One-year percentage changes of BMD, TBS, and 2 serum BTMs (serum CTX-1 [sCTX] and procollagen type 1 N-terminal polypeptide [P1NP]). Student's t-test for unadjusted analyses and linear regression adjusted for clinical center and sex were performed.
Mean age was 74.3 years ± 5.7, 45.4% were women, and 19.6% were osteoporotic. The unadjusted 1-year change in lumbar spine BMD was similar between LT4 (+0.8%) and placebo-treated groups (-0.6%; between-groups difference +1.4%: 95% confidence interval [CI] -0.1 to 2.9, P = .059). Likewise, there were no between-group differences in 1-year change in TBS (-1.3%: 95% CI -3.1 to 0.6, P = .19), total hip BMD (-0.2%: 95% CI -1.1 to 0.1, P = .61), or BTMs levels (sCTX +24.1%: 95% CI -7.9 to 56.2, P = .14), or after adjustment for clinical centers and sex.
Over 1-year levothyroxine had no effect on bone health in older adults with SHypo.
ClinicalTrial.gov NCT01660126 and NCT02491008.

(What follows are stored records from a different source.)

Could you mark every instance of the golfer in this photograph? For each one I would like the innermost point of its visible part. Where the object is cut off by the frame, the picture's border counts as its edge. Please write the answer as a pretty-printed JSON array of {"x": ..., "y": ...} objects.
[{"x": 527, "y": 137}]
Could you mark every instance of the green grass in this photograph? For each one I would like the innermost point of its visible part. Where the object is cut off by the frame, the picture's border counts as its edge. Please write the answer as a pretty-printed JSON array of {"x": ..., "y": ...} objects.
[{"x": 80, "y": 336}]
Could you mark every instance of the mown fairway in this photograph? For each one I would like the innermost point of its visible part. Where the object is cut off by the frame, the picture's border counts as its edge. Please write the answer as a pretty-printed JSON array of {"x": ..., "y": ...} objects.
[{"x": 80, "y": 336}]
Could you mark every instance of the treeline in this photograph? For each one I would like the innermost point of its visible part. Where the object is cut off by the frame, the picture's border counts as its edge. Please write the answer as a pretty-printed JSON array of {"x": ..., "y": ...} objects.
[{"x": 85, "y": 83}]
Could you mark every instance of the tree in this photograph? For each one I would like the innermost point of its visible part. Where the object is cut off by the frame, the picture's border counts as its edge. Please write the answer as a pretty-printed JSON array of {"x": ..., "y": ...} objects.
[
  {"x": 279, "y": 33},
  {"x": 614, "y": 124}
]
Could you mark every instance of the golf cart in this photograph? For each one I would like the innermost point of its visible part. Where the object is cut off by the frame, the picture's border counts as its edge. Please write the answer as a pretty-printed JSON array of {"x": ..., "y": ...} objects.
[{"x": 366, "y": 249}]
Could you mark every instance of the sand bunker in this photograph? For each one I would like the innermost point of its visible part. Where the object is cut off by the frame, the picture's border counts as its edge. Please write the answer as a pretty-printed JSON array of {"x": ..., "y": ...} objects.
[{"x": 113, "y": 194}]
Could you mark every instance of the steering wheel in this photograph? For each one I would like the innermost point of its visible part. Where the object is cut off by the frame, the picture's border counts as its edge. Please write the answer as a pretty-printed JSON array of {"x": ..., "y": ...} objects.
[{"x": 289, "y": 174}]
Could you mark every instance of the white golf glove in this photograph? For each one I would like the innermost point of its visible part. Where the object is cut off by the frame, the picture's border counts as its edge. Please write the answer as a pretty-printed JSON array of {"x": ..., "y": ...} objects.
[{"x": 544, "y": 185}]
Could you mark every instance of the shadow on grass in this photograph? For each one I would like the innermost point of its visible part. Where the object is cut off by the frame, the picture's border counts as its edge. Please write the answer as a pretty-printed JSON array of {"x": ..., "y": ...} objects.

甲状腺功能障碍和左甲状腺素(LT4)治疗均与骨丢失有关,但亚临床甲状腺功能减退症(SHypo)的 LT4 治疗对骨的影响的研究结果存在矛盾。
评估 LT4 治疗对老年亚临床甲状腺功能减退症(SHypo)患者骨密度(BMD)、骨小梁评分(TBS)和骨转换标志物(BTMs)的影响。
双盲安慰剂对照 TRUST 试验的计划嵌套子研究。SHypo 患者被随机分配至 LT4 加剂量滴定组或安慰剂加计算机模拟滴定组。
196 名居住在社区的 65 岁以上成年人在瑞士 TRUST 站点进行了基线和 1 年随访骨检查;4 名参与者因与治疗无关的不良事件而退出。
BMD、TBS 和 2 种血清 BTMs(血清 CTX-1[sCTX]和前胶原 1N 端多肽[P1NP])的 1 年百分比变化。未调整分析采用学生 t 检验,线性回归调整临床中心和性别。
平均年龄为 74.3 岁±5.7,45.4%为女性,19.6%为骨质疏松症患者。LT4(+0.8%)和安慰剂治疗组的 1 年腰椎 BMD 未调整变化相似(-0.6%;组间差异+1.4%:95%置信区间[CI]0.1 至 2.9,P=0.059)。同样,1 年 TBS 变化(-1.3%:95%CI-3.1 至 0.6,P=0.19)、全髋关节 BMD 变化(-0.2%:95%CI-1.1 至 0.1,P=0.61)或 BTMs 水平(sCTX+24.1%:95%CI-7.9 至 56.2,P=0.14)也无差异,调整临床中心和性别后亦如此。
1 年内左甲状腺素对老年亚临床甲状腺功能减退症患者的骨健康没有影响。
ClinicalTrial.gov NCT01660126 和 NCT02491008。